De forma sensível e potente, o novo lançamento de Thalles Cabral evidencia uma das faces sombrias e doloridas do Brasil, a violência contra mulheres travestis, mulheres transexuais e homens trans. O clipe de Olívia é dirigido pelo próprio artista e protagonizado por Danna Lisboa (atriz, cantora, dançarina, compositora e mulher trans).

Para entendermos melhor a construção de Olívia, batemos um papo com Thalles e Danna, buscando pensar a importância de dar visibilidade a esse problema social – segundo a ONG Transgender Europe, o Brasil lidera o ranking mundial de assassinatos de pessoas trans.
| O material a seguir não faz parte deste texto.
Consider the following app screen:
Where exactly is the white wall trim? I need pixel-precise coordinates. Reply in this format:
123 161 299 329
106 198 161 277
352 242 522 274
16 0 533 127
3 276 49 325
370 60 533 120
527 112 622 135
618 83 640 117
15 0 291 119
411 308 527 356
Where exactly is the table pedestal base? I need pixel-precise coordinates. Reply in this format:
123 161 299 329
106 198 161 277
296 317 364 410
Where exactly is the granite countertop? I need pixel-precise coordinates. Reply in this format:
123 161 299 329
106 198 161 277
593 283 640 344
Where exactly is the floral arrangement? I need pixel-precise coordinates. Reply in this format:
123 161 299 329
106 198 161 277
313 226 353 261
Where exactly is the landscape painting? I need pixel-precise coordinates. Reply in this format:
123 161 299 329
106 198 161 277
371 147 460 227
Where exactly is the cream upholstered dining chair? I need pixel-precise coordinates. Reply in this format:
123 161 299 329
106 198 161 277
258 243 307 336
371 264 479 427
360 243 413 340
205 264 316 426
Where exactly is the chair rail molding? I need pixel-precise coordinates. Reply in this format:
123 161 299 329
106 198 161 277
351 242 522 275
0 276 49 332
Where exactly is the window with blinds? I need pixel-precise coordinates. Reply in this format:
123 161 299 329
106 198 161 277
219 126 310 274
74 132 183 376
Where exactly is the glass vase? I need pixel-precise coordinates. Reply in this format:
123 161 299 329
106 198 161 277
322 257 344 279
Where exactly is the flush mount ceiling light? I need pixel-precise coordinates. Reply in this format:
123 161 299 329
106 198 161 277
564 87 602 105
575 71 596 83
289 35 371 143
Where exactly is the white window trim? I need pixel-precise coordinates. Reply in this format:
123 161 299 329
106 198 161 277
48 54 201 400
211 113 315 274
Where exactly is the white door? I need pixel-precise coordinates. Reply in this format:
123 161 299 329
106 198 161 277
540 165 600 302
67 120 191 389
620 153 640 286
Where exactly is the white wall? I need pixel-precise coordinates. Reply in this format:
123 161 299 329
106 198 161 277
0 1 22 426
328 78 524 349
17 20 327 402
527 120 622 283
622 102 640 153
“Em tempos de ódio e de tanta ignorância sendo reproduzida e compartilhada, sinto que é preciso se posicionar e lutar contra isso da maneira que pudermos – e com responsabilidade. Como artista, esse é o meu papel. Eu defendo e luto por uma sociedade mais justa e igualitária. A transfobia é uma realidade no país, com taxas altíssimas e assustadoras. E isso precisa mudar urgentemente. E para essa mudança começar a acontecer, precisamos falar cada vez mais sobre isso, reeducar a sociedade, trazer o assunto para debate. O meu álbum Utopia fala sobre isso; liberdade; sobre ser quem você é. E isso não deveria – e não pode – ser motivo para ninguém morrer”, declara Thalles.

Mesmo lidando com perseguições e agressões, a atriz (Danna) mostra uma Olivia capaz de enfrentar o mundo com dança, memória e verdade. Na última cena do clipe, há um momento catártico, onde as cores não são mais dor, mas esperança. A artista afirma que “Enquanto as pessoas não enxergam em nós a naturalidade, olhamos para nós tendo que buscar em nós esse lugar, de se olhar e se libertar em descoberta e resgate de valores próprios. Isso questiona o que é o valor que nos colocaram enquanto pessoas trans. Aí sim a possibilidade de naturalização começa a dar indícios no outro”.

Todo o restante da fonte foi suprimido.